Tracing LLM apps: what to log when nothing crashes
- William Jacob
- Observability , Production
- 08 May, 2026
A traditional application crashes when something goes wrong. An LLM application returns a confident wrong answer and increments your success counter. Your standard observability stack — metrics, traces, exception tracking — will tell you the request finished in 1.2 seconds and report nothing else, while the user reads an answer that is structurally fine and factually incorrect.
The signals worth capturing
Capture the prompt and response — full text, not just hashes — for at least a sampled fraction of traffic, with PII handling appropriate to your domain. Log the model version, the temperature, the top-p, and any system prompt revision identifier. Capture token counts as separate fields, not just total cost. When a tool is called, log the arguments and the tool result, both as structured fields. Tracing libraries like OpenTelemetry handle the transport; the work is deciding what to put in the spans.

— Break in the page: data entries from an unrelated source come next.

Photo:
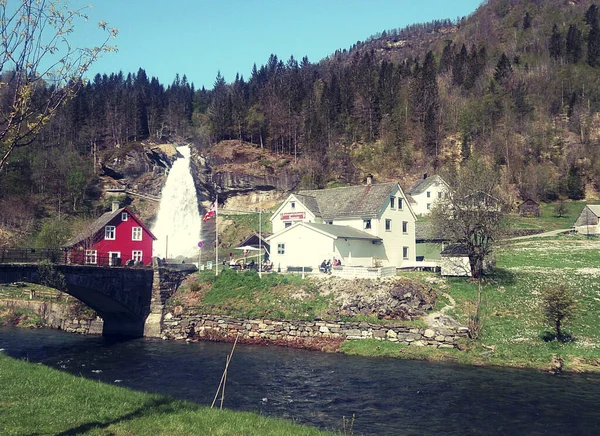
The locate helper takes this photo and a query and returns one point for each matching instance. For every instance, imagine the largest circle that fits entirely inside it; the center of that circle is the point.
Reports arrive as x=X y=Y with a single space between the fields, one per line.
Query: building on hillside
x=588 y=222
x=426 y=192
x=117 y=237
x=371 y=225
x=529 y=207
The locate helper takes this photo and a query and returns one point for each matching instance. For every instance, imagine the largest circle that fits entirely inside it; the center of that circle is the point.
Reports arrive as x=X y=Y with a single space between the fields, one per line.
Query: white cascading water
x=178 y=225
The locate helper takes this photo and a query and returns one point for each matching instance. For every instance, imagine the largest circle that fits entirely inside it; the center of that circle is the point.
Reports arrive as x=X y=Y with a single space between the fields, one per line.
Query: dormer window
x=110 y=232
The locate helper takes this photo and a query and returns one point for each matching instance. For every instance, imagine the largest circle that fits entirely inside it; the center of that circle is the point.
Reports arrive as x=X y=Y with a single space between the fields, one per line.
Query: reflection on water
x=387 y=396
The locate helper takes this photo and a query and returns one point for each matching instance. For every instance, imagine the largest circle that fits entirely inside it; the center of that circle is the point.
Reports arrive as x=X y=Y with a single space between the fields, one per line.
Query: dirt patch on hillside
x=242 y=157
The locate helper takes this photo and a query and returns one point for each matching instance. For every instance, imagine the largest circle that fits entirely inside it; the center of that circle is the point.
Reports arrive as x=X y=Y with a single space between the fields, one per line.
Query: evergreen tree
x=503 y=69
x=574 y=44
x=460 y=66
x=526 y=21
x=593 y=40
x=556 y=43
x=575 y=187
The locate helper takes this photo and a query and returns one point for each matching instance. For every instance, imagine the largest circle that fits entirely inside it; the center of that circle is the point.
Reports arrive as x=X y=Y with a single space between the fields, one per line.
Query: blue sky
x=198 y=38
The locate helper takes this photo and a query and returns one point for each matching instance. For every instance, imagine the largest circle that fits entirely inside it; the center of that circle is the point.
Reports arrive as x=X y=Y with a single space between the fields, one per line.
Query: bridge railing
x=59 y=257
x=29 y=255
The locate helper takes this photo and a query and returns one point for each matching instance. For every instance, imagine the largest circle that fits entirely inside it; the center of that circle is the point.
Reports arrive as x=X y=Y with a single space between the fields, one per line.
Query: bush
x=558 y=304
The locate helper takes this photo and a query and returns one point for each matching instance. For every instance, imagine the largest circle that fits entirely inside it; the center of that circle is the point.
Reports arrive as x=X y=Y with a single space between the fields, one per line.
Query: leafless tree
x=40 y=69
x=472 y=212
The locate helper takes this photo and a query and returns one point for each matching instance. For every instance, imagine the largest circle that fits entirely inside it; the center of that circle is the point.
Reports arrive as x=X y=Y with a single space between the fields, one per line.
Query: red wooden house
x=116 y=238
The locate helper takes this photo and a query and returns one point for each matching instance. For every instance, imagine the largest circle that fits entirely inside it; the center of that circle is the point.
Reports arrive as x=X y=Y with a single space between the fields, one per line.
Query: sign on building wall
x=287 y=216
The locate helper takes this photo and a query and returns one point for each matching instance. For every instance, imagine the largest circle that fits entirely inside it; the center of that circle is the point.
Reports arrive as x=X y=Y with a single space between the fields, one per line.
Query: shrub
x=558 y=304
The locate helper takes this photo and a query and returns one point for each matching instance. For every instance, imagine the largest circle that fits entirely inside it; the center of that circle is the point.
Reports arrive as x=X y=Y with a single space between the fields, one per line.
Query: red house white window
x=91 y=257
x=110 y=232
x=136 y=234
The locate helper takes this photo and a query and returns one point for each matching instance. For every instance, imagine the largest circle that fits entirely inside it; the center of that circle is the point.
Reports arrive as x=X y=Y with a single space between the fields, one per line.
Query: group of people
x=241 y=265
x=327 y=264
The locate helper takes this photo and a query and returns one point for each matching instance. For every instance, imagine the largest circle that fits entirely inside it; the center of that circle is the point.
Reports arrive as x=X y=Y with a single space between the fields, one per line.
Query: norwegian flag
x=211 y=212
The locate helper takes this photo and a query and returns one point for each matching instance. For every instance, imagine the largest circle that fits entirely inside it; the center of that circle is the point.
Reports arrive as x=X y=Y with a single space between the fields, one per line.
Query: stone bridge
x=129 y=300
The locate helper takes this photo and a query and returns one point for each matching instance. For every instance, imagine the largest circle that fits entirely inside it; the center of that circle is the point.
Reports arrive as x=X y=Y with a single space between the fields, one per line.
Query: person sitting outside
x=323 y=267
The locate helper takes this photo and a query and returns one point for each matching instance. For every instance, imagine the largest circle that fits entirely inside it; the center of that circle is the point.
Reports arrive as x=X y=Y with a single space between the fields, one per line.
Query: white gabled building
x=369 y=225
x=588 y=222
x=426 y=192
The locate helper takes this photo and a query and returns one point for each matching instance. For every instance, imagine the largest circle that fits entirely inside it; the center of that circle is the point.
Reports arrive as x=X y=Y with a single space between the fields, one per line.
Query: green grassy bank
x=37 y=400
x=513 y=330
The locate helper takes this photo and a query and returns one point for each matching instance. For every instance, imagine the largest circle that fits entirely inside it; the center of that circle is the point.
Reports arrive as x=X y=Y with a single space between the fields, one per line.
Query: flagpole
x=259 y=241
x=216 y=235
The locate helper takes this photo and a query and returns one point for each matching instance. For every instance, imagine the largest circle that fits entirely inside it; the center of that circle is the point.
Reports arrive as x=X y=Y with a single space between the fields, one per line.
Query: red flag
x=211 y=212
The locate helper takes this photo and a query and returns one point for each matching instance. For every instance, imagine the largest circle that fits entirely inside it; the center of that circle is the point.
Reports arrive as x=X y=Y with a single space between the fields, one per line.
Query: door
x=114 y=258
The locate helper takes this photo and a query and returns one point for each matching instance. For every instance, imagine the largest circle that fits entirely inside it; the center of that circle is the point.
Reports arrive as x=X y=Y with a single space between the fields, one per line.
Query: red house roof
x=96 y=230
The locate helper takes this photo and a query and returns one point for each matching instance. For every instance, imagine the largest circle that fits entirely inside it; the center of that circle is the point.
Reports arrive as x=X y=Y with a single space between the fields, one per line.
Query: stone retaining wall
x=214 y=327
x=54 y=315
x=359 y=272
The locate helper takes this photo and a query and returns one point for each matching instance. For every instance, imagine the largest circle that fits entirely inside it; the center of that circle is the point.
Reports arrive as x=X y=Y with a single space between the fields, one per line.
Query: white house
x=426 y=192
x=369 y=225
x=588 y=222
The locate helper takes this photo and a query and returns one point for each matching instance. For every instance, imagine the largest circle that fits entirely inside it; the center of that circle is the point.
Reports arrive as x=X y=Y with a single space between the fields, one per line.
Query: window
x=110 y=232
x=91 y=257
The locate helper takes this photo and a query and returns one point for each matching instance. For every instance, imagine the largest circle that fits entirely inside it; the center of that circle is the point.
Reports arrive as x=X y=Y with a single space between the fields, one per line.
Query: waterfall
x=178 y=221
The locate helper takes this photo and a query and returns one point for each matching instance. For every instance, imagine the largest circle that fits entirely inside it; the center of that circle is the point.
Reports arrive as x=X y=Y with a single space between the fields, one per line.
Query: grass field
x=36 y=400
x=513 y=327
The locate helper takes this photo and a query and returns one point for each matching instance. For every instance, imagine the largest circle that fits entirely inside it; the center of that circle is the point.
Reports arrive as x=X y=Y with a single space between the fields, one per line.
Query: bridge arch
x=123 y=297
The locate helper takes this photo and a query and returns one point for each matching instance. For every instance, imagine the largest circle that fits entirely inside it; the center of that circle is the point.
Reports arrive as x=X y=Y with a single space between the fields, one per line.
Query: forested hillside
x=517 y=82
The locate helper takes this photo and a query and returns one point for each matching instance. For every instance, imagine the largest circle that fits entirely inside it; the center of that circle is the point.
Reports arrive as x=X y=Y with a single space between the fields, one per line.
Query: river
x=386 y=396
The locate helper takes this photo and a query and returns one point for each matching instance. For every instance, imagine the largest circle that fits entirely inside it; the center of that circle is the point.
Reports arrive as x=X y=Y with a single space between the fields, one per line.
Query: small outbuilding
x=529 y=207
x=588 y=221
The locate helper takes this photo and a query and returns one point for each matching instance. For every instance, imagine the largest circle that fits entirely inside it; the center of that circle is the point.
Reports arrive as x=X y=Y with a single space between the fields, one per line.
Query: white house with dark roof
x=588 y=222
x=369 y=225
x=426 y=192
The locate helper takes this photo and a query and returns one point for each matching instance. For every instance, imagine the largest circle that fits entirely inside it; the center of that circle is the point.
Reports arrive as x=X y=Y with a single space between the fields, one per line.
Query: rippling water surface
x=386 y=396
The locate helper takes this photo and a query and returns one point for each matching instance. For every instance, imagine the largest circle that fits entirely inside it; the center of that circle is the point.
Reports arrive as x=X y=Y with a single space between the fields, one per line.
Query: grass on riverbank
x=40 y=400
x=246 y=295
x=513 y=326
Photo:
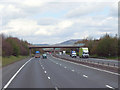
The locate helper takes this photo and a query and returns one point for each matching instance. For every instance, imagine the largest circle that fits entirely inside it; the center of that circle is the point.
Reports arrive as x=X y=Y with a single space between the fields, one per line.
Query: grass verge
x=11 y=59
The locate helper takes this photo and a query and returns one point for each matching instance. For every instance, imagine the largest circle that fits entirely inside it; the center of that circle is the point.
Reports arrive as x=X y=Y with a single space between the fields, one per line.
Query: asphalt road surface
x=95 y=60
x=55 y=73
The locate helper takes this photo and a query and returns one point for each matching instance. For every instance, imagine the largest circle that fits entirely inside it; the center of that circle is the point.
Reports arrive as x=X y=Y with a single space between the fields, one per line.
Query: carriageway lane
x=95 y=60
x=31 y=76
x=9 y=70
x=98 y=78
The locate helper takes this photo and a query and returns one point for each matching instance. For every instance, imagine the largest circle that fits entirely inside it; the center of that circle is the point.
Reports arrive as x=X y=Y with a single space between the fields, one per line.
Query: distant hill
x=41 y=44
x=69 y=42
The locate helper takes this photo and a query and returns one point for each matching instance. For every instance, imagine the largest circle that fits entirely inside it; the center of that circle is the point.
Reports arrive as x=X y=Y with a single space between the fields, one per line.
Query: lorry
x=83 y=52
x=73 y=54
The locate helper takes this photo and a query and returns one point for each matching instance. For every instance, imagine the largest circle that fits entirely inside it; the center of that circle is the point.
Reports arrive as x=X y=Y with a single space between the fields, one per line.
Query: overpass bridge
x=52 y=46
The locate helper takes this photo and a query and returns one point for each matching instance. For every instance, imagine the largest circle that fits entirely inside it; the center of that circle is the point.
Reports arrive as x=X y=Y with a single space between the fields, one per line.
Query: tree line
x=14 y=46
x=106 y=46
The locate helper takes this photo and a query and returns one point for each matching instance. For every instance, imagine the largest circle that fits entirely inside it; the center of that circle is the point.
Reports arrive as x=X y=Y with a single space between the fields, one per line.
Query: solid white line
x=89 y=67
x=48 y=77
x=85 y=76
x=109 y=86
x=65 y=67
x=8 y=83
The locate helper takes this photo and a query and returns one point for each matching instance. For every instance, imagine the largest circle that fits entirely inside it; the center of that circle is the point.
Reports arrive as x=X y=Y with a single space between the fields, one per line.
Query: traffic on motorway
x=56 y=73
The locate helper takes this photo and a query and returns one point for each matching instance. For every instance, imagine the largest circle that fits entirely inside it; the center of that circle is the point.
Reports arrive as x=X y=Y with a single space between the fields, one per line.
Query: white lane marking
x=56 y=88
x=85 y=76
x=90 y=67
x=48 y=77
x=65 y=67
x=109 y=86
x=73 y=70
x=45 y=71
x=8 y=83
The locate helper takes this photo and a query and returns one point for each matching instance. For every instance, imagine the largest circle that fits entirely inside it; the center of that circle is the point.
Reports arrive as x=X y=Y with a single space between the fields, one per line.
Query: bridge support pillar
x=30 y=52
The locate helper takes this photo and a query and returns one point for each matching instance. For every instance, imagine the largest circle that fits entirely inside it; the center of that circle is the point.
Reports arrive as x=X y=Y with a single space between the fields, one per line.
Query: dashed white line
x=109 y=86
x=89 y=67
x=85 y=76
x=48 y=77
x=8 y=83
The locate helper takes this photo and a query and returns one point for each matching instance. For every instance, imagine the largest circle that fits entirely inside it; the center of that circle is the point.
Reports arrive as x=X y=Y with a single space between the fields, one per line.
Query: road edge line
x=89 y=67
x=8 y=83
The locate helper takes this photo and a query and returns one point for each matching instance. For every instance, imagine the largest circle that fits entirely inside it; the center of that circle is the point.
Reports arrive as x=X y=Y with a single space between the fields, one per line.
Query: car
x=44 y=56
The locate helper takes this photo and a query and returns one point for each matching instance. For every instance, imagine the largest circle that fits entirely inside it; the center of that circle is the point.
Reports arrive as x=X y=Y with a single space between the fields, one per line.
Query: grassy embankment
x=11 y=59
x=96 y=56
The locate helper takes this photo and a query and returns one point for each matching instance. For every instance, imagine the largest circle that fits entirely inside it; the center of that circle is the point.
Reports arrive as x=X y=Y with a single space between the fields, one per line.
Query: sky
x=54 y=21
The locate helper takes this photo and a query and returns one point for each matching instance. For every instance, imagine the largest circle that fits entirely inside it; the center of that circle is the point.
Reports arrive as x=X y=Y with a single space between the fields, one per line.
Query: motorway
x=95 y=60
x=55 y=73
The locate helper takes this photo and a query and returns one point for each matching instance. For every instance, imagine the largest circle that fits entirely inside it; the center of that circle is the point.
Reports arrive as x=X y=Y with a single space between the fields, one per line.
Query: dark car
x=44 y=56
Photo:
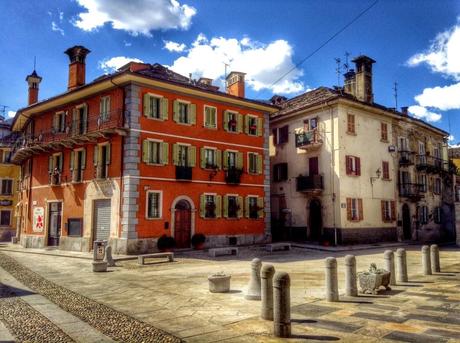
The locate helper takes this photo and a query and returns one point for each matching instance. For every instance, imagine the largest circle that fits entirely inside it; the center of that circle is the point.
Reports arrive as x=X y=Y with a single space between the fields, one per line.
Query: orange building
x=141 y=153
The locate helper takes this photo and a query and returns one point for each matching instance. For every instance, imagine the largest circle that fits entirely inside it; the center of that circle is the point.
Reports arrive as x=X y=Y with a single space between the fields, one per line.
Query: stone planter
x=219 y=283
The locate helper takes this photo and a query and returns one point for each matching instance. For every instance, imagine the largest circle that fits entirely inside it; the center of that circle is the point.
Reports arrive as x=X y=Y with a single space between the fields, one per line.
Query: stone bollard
x=389 y=259
x=282 y=305
x=435 y=261
x=401 y=264
x=426 y=262
x=351 y=287
x=108 y=256
x=332 y=287
x=266 y=276
x=254 y=282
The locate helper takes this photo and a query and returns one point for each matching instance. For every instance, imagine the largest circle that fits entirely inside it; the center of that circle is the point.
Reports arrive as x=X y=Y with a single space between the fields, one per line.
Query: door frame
x=192 y=213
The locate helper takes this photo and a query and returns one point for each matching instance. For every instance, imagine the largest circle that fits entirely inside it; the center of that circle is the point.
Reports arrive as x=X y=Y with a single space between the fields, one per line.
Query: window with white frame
x=154 y=204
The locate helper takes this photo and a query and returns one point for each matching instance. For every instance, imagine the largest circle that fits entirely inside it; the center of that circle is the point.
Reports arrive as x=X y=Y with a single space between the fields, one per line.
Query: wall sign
x=39 y=219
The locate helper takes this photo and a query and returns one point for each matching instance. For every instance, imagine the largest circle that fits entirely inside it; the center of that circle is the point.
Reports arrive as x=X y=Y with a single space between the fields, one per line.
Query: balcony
x=183 y=173
x=233 y=176
x=406 y=158
x=310 y=184
x=71 y=134
x=411 y=191
x=309 y=140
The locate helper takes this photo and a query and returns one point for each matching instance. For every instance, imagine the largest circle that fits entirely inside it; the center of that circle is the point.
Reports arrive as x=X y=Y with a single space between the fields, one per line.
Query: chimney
x=235 y=84
x=364 y=78
x=77 y=56
x=350 y=82
x=33 y=80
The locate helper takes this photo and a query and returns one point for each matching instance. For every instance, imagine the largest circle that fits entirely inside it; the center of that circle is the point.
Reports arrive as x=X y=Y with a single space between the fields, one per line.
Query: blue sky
x=415 y=43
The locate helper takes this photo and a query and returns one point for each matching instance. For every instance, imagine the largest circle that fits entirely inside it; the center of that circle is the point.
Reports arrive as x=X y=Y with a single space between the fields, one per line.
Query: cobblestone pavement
x=174 y=297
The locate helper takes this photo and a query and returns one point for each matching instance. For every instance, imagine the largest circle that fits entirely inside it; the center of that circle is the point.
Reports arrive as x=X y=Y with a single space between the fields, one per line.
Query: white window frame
x=160 y=204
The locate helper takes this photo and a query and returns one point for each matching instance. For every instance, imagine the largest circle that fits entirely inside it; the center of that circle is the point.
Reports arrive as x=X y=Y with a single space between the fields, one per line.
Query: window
x=351 y=124
x=280 y=172
x=384 y=132
x=101 y=160
x=354 y=209
x=153 y=204
x=388 y=211
x=77 y=164
x=210 y=117
x=7 y=187
x=5 y=217
x=155 y=152
x=155 y=107
x=254 y=163
x=210 y=158
x=184 y=112
x=353 y=165
x=385 y=170
x=281 y=135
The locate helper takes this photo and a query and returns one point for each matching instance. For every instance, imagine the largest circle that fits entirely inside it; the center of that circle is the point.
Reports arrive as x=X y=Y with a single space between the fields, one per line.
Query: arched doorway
x=182 y=224
x=315 y=220
x=406 y=222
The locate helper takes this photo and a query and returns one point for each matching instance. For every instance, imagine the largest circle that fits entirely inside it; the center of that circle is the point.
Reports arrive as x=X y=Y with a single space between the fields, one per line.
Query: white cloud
x=443 y=56
x=262 y=63
x=422 y=113
x=135 y=16
x=112 y=64
x=174 y=46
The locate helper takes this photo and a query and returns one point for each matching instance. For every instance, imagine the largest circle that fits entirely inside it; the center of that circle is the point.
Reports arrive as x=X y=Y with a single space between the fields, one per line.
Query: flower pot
x=219 y=283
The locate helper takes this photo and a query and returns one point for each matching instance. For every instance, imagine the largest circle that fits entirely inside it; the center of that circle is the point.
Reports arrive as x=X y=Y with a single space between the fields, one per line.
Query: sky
x=415 y=43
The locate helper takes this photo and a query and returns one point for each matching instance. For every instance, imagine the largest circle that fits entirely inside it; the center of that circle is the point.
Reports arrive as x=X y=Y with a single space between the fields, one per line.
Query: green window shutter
x=218 y=206
x=239 y=123
x=202 y=158
x=147 y=105
x=83 y=159
x=241 y=205
x=259 y=164
x=239 y=160
x=225 y=206
x=107 y=154
x=192 y=114
x=145 y=150
x=176 y=111
x=260 y=204
x=202 y=205
x=71 y=160
x=165 y=155
x=191 y=156
x=226 y=120
x=164 y=108
x=260 y=126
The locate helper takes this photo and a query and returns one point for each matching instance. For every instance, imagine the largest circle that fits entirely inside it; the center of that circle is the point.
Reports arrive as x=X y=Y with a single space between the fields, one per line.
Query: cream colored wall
x=366 y=145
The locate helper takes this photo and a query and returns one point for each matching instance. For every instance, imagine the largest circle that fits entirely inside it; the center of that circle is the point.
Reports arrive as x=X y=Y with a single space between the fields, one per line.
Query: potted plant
x=198 y=240
x=166 y=243
x=219 y=282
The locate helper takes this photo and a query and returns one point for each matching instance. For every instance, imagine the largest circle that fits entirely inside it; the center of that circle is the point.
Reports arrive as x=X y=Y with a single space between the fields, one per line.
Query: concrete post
x=435 y=261
x=401 y=264
x=254 y=282
x=266 y=276
x=351 y=287
x=389 y=259
x=332 y=287
x=426 y=262
x=282 y=305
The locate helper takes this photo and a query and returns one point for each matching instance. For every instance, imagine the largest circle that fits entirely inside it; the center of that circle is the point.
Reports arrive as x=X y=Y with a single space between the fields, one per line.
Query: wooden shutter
x=192 y=114
x=164 y=108
x=145 y=150
x=165 y=153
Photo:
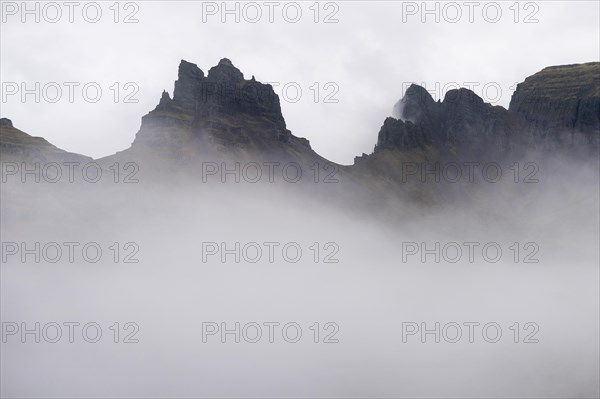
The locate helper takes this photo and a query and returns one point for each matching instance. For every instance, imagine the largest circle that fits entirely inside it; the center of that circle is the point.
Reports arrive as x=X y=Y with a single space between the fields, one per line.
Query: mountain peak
x=225 y=61
x=225 y=71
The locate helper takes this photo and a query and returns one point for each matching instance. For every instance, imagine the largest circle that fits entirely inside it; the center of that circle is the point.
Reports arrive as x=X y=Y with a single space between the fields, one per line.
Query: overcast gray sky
x=363 y=58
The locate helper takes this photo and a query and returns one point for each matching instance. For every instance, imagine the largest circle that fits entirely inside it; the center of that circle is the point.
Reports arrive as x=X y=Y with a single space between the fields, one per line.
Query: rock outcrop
x=20 y=147
x=560 y=105
x=218 y=114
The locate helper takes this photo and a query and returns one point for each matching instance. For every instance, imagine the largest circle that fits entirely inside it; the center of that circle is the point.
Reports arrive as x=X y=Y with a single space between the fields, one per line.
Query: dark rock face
x=557 y=107
x=217 y=114
x=561 y=104
x=18 y=146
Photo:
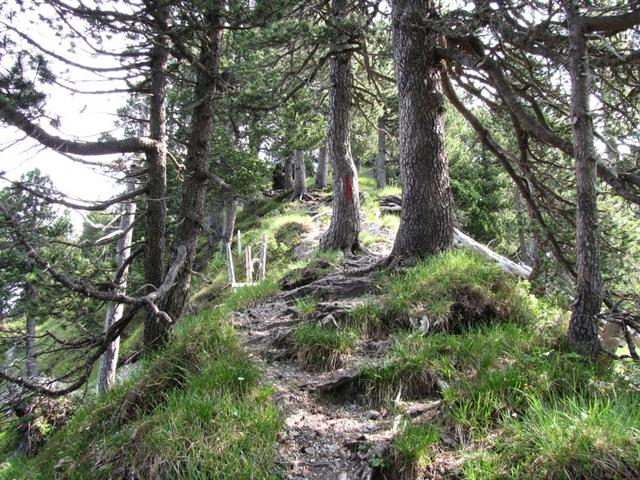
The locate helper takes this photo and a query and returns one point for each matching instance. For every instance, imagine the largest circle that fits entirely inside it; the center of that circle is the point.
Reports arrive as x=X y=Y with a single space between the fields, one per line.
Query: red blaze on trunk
x=348 y=188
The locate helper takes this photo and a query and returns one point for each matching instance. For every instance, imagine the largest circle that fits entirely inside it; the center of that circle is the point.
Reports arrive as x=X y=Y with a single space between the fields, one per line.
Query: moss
x=319 y=348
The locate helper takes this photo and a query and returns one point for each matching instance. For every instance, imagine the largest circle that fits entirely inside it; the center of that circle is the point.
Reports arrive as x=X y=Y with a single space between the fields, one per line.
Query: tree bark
x=323 y=167
x=31 y=369
x=583 y=328
x=345 y=220
x=156 y=205
x=197 y=163
x=221 y=220
x=288 y=173
x=426 y=223
x=109 y=361
x=300 y=176
x=381 y=173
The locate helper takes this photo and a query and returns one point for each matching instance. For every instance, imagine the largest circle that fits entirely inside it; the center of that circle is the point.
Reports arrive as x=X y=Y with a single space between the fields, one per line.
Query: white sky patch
x=81 y=117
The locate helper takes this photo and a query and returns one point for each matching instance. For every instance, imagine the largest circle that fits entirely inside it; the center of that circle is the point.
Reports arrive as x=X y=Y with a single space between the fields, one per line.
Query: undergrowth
x=322 y=348
x=516 y=401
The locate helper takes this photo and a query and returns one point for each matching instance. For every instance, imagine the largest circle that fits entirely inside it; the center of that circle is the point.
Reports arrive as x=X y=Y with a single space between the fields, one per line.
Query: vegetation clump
x=454 y=291
x=411 y=450
x=322 y=348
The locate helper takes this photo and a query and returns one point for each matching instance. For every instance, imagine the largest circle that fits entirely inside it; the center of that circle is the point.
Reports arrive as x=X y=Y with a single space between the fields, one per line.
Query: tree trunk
x=345 y=220
x=156 y=205
x=109 y=361
x=300 y=176
x=31 y=369
x=583 y=328
x=381 y=173
x=288 y=173
x=426 y=223
x=323 y=167
x=197 y=163
x=221 y=220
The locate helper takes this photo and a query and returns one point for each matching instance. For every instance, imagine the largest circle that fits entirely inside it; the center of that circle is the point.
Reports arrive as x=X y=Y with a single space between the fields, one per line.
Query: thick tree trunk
x=109 y=361
x=381 y=172
x=156 y=204
x=221 y=220
x=323 y=167
x=197 y=162
x=583 y=328
x=288 y=173
x=345 y=220
x=426 y=223
x=300 y=176
x=31 y=369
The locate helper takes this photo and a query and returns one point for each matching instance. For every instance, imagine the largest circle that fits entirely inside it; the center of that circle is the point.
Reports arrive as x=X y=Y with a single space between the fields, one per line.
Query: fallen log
x=393 y=203
x=461 y=239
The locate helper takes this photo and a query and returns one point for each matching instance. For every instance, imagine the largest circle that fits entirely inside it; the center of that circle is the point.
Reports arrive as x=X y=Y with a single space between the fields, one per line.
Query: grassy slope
x=516 y=404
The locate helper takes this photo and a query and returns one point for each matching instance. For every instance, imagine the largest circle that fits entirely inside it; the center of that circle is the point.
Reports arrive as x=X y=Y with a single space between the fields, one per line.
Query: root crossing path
x=327 y=434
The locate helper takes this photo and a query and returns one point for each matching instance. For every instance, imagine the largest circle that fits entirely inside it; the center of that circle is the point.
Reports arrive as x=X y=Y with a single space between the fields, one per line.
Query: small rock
x=373 y=415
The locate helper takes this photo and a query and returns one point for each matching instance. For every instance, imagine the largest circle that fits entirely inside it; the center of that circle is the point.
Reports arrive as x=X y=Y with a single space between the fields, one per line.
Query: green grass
x=306 y=306
x=196 y=410
x=322 y=348
x=411 y=449
x=455 y=290
x=594 y=436
x=366 y=318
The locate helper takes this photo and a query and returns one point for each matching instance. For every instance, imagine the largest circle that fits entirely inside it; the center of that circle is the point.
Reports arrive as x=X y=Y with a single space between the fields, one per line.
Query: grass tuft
x=411 y=450
x=319 y=348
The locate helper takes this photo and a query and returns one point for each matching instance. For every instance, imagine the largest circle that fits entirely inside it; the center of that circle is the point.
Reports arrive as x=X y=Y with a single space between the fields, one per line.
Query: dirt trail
x=323 y=438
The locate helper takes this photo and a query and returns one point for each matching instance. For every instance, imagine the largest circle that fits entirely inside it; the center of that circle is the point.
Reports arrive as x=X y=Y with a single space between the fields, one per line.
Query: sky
x=82 y=117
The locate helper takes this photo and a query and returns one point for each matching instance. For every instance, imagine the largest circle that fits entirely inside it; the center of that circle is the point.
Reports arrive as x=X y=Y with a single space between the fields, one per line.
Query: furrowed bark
x=109 y=362
x=323 y=166
x=300 y=177
x=426 y=223
x=288 y=173
x=344 y=228
x=583 y=328
x=221 y=220
x=156 y=205
x=381 y=173
x=197 y=166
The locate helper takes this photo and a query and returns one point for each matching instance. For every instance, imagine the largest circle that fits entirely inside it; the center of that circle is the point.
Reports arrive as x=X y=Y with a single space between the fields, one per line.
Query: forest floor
x=324 y=436
x=332 y=370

What to do with the signals
The capture is half the work. The other half is sampling traces into a review queue — a small percentage of production traffic, plus all traces flagged by user thumbs-down or downstream classifiers. Reviewing fifty traces a week catches drift that no metric will. The teams I’ve seen ship reliable LLM apps all do this; the teams that struggle treat trace review as something to start “once we have time.”
The cheapest way to detect silent failure is to read your own traces. The most expensive way is to wait for users to tell you.